Sectigo
- Formerly: Comodo Certificate Authority (Comodo CA)
- Type: Private
- Industry: Computer security
- Headquarters: Scottsdale, Arizona, United States
- Key people: Kevin Weiss (CEO)
- Number of employees: 450 (2021)
- Parent: GI Partners
- Website: sectigo.com

= Sectigo =

American cybersecurity company

Sectigo is an American cybersecurity company specializing in digital certificates and automated certificate lifecycle management. It is one of the ten largest certificate authorities. It provides public root certificates distributed with operating systems, and it issues public key certificates for websites. Formerly known as Comodo Certification Authority (Comodo CA), the company was founded under Comodo Group and was later acquired by Francisco Partners in 2017 and by GI Partners in 2020. Comodo CA was rebranded to Sectigo in 2018. The company has been headquartered in Scottsdale, Arizona since 2023.

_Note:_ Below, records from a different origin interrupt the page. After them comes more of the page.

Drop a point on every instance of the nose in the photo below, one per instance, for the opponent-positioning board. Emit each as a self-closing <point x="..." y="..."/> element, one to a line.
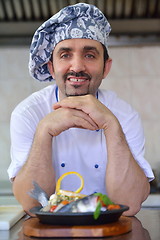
<point x="77" y="64"/>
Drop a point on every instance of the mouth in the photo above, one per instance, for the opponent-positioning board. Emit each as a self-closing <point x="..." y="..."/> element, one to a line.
<point x="77" y="80"/>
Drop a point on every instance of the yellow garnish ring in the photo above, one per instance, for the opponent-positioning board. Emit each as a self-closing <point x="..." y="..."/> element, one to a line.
<point x="58" y="185"/>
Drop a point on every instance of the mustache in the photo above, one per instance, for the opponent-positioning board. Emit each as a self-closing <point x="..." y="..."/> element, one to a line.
<point x="77" y="74"/>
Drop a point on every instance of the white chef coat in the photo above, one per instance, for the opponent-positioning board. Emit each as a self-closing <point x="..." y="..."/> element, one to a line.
<point x="79" y="150"/>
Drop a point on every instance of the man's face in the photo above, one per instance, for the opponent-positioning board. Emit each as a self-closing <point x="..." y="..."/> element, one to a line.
<point x="78" y="67"/>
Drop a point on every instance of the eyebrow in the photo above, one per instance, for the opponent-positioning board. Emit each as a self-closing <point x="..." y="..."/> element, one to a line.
<point x="86" y="48"/>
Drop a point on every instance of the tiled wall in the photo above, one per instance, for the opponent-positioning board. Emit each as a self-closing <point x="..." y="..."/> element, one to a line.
<point x="135" y="76"/>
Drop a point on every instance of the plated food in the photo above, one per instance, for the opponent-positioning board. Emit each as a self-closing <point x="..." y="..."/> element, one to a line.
<point x="68" y="208"/>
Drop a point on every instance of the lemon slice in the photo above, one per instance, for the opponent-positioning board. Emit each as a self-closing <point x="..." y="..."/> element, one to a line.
<point x="58" y="185"/>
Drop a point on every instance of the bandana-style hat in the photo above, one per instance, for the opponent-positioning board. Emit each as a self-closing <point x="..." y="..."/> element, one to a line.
<point x="76" y="21"/>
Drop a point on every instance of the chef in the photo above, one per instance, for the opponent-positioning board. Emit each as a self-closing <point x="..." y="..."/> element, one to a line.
<point x="73" y="125"/>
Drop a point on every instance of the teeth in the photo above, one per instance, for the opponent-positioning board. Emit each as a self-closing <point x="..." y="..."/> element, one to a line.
<point x="76" y="80"/>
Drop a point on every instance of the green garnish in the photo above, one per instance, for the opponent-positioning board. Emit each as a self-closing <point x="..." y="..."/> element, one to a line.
<point x="102" y="199"/>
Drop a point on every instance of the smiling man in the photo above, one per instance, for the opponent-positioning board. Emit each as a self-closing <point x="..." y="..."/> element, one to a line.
<point x="73" y="125"/>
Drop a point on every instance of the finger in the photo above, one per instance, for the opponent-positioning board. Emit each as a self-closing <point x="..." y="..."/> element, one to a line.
<point x="81" y="114"/>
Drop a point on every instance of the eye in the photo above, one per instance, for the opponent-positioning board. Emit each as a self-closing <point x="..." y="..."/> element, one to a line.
<point x="89" y="55"/>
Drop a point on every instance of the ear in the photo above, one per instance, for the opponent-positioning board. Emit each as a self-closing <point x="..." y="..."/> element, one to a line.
<point x="107" y="67"/>
<point x="50" y="68"/>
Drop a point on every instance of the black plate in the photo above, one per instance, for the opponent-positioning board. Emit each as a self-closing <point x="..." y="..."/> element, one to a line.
<point x="78" y="218"/>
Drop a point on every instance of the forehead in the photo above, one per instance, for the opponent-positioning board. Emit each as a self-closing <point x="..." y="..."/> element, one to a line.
<point x="79" y="44"/>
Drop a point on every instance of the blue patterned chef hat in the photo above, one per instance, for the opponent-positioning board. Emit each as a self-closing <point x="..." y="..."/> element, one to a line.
<point x="75" y="21"/>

==History and operations==

===Comodo CA===
Sectigo was established as Comodo Certification Authority (Comodo CA), a certificate authority (CA) business under the parent company Comodo Group, which was founded by Melih Abdulhayoğlu in 1998. Comodo Group and Comodo CA contributed to the Internet Engineering Task Force standard for DNS Certification Authority Authorization Resource Records.

In March 2011, a user account with an affiliate registration authority was compromised and was used to create a new user account that issued nine certificate signing requests. See Xcitium.

In 2016, Comodo CA launched the cloud-based Comodo Certificate Manager, a digital certificate management platform to help companies manage Internet of things (IoT) devices.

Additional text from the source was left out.